El
régimen actual venezolano pudiera describirse como uno más
de los despotismos más o menos militares característicos del
subdesarrollo. Digo describirse y no definirse porque éste
no es un gobierno militar, sino el gobierno de un militar.
Los gobiernos son militares cuando la responsabilidad de
gobernar la asumen las Fuerzas Armadas como institución. Así
fueron los de Pérez Jiménez y Pinochet, generales que
asumieron el gobierno por delegación de la institución
militar. Cuando las Fuerzas Armadas consideraron que la
dictadura impuesta por ellas en 1948 no podía ni debía
prolongarse, le impusieron el retiro al presidente, por
cierto el más distinguido de sus generales –porque Pérez
Jiménez fue profesionalmente eximio. Algo parecido se puede
afirmar de Pinochet. Las Fuerzas Armadas de Chile actuaron
con un sentido de misión, y cumplida ésta entregaron el
poder a los civiles. Por supuesto que esa misión la
cumplieron de manera cruenta, según el concepto militar que
se fija como objetivo la destrucción del enemigo. Esto se
debe tener en cuenta al invocar la intervención de los
militares en el proceso político. De todos modos, en las
elecciones que convocaron, rigurosamente limpias, los
militares presentaron un candidato presidencial que obtuvo
la mayor votación individual, el 45%. Sabiamente, la
oposición civil fue con candidato único, el demócrata
cristiano Awlyn, quien ganó por estrecho margen y gobernó
dentro de un pacto muy parecido al Punto Fijo venezolano. Es
complejo el caso chileno, que por ilustrativo debería
estudiarse con objetividad hasta científica.
Caso distinto el venezolano actual. Desaparecidos sus
fundadores, nuestra democracia entró en un período de
ineficacia y corrupción. Se creyó estable y esa estabilidad
la asumió como patente para abusar. Desatendió el problema
capital, la pobreza. Se desnaturalizó –por ejemplo, no había
tal división de poderes, pues Legislativo y Judicial se
hicieron sirvientes del Ejecutivo. Desatendió la advertencia
hecha por Betancourt en 1974 ante una reunión de la
Internacional Socialista: No siempre los militares asumen el
poder por codicia o ganas de mandar, sino que lo recogen del
lodo en el cual le han dejado caer los civiles.
Para 1988, el generalato consideraba que las Fuerzas Armadas
debían intervenir, pero los golpes militares tenían mala
prensa y sobre todo el veto de las potencias
industrializadas, que recelaban de esa naturaleza hiper-nacionalista
de los gobiernos militares. La mayoría de los oficiales era
lo que el profesor Aníbal Romero ha llamado, quizás porque
hay que llamarlos de algún modo, nasseristas. Alusión a
Gamal Abdel Nasser, coronel egipcio que en 1952 derrocó el
gobierno corrompido e incapaz del Rey Farouk e inició una
modernización de la sociedad egipcia, reflejo de lo que el
general Ataturk hizo en Turquía después de la Primera Guerra
Mundial y Pérez Jiménez realizó parcialmente en Venezuela.

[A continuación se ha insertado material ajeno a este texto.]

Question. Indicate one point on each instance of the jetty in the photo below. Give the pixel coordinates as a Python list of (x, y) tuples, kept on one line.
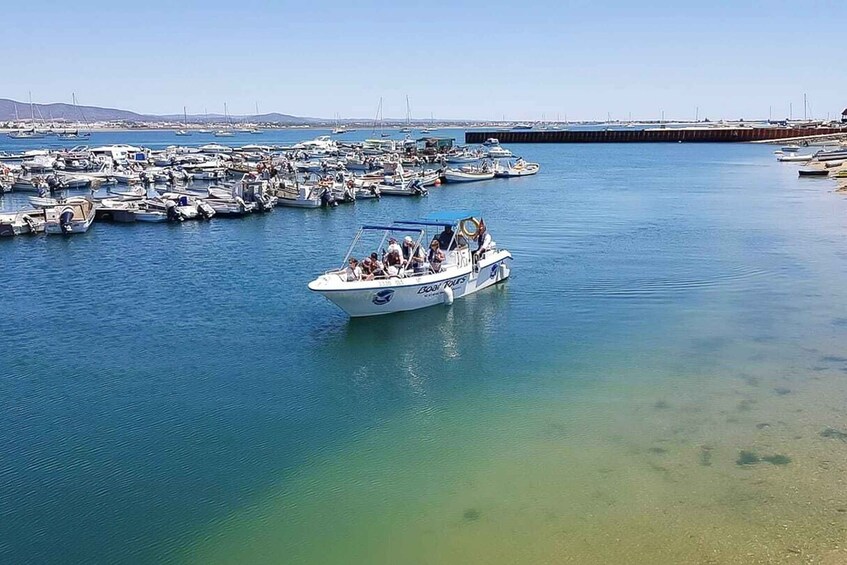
[(654, 135)]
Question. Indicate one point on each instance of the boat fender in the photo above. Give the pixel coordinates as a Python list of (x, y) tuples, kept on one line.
[(463, 228), (447, 295)]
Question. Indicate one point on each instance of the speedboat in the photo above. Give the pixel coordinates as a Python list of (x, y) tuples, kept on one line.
[(75, 215), (497, 152), (794, 158), (468, 174), (404, 287), (520, 169)]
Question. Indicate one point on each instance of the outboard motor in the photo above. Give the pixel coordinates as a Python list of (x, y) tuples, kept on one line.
[(418, 187), (65, 219), (172, 213), (205, 210)]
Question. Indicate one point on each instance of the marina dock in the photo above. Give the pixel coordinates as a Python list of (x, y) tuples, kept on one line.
[(652, 135)]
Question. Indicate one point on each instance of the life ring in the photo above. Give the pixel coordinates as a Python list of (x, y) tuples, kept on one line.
[(463, 228)]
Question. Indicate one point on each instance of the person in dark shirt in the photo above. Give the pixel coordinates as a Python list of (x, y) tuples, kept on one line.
[(445, 239)]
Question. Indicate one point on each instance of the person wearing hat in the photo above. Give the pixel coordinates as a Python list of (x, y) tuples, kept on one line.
[(353, 271)]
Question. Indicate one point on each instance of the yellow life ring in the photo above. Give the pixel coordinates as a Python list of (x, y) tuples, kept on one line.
[(463, 228)]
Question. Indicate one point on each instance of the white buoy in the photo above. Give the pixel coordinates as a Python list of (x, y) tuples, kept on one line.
[(447, 293)]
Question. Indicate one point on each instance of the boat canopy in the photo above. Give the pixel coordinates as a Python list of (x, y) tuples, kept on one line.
[(452, 216), (391, 228)]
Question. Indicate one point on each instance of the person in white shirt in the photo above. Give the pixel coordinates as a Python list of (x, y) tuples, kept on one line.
[(353, 271), (394, 246), (483, 241)]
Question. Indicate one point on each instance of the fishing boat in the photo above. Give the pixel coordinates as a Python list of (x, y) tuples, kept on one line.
[(497, 152), (814, 172), (75, 215), (151, 216), (794, 158), (469, 174), (519, 169), (413, 285), (407, 188)]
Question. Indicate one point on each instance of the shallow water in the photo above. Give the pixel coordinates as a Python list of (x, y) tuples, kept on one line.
[(174, 392)]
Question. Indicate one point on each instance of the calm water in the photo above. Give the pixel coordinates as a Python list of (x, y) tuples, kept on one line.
[(175, 393)]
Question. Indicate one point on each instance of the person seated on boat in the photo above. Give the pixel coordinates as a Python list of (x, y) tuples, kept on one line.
[(435, 257), (408, 248), (367, 269), (353, 272), (445, 239), (483, 241), (378, 266), (393, 263), (394, 246)]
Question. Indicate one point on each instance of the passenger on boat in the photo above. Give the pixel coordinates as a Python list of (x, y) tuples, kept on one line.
[(408, 248), (378, 266), (435, 256), (483, 241), (353, 272), (445, 239), (393, 263), (394, 246)]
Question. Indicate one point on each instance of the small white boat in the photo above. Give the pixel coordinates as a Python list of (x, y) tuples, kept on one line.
[(403, 287), (791, 158), (21, 222), (519, 169), (468, 174), (154, 216), (460, 158), (302, 196), (498, 152), (72, 216), (408, 188)]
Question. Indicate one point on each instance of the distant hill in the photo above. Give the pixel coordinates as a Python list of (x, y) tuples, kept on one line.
[(60, 111)]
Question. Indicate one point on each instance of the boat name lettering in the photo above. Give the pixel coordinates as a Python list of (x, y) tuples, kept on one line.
[(429, 289)]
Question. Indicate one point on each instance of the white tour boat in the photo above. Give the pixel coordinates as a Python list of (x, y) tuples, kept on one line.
[(415, 283)]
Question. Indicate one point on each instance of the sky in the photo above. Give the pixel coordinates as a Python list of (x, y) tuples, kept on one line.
[(481, 60)]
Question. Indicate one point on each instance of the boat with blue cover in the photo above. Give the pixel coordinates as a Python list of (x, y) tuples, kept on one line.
[(383, 283)]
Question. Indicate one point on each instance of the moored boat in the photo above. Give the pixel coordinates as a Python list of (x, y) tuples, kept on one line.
[(72, 216), (468, 174), (519, 169), (417, 281)]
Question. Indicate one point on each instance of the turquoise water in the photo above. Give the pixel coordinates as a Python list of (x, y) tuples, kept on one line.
[(175, 393)]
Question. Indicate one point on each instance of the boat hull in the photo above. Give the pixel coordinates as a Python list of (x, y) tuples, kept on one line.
[(377, 298), (456, 176)]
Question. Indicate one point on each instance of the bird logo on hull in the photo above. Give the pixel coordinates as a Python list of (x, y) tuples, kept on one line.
[(383, 297)]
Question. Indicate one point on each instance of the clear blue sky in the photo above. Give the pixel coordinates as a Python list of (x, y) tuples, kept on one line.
[(460, 59)]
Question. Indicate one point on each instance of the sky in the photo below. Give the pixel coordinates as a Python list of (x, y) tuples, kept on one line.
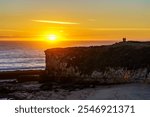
[(75, 19)]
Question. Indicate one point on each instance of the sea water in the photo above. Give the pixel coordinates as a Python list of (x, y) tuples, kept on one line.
[(29, 55)]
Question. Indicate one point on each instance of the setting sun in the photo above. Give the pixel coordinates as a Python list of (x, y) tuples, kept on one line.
[(52, 37)]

Analogías en las cuales no se puede ir muy lejos, porque el
nasserismo árabe no incluye el valor de la libertad,
esencial en la cultura occidental y no exigible en la
teocracia islámica.
Aquellos generales de 1988 intentaron actuar oblicuamente.
Dejaron andar el descontento de los oficiales medios –se le
llamó Comacate: comandantes, mayores, capitanes y tenientes.
El golpe fallido del 4 de febrero de 1992, intentado por
miembros del Comacate, ocurrió por complacencia del
generalato, el cual posiblemente lo usó como globo de
ensayo. El alborozo con que se le recibió demostraba que la
intervención militar tenía gran apoyo en la sociedad. El
proceso degenerativo se hubiera acelerado de no ser por la
intervención de Rafael Caldera. Con un discurso de enorme
habilidad pronunciado en el Congreso de la República al día
siguiente del golpe, el líder conservador asumió la jefatura
de aquel poderoso movimiento de opinión, arrancándolo de las
manos de los militares. Después, Caldera se distrajo en la
demolición de un sistema financiero ciertamente viciado y
los políticos no supieron aprovechar el respiro que se les
daba. Pero esa es otra historia.
Todo lo anterior es para enmarcar nuestro comentario sobre
la emergencia de Raúl Baduel como dirigente opositor. Ante
todo, se trata de un general con prestigio entre la
oficialidad media. Eso alborota las expectativas de quienes
consideran una solución militar para el problema venezolano.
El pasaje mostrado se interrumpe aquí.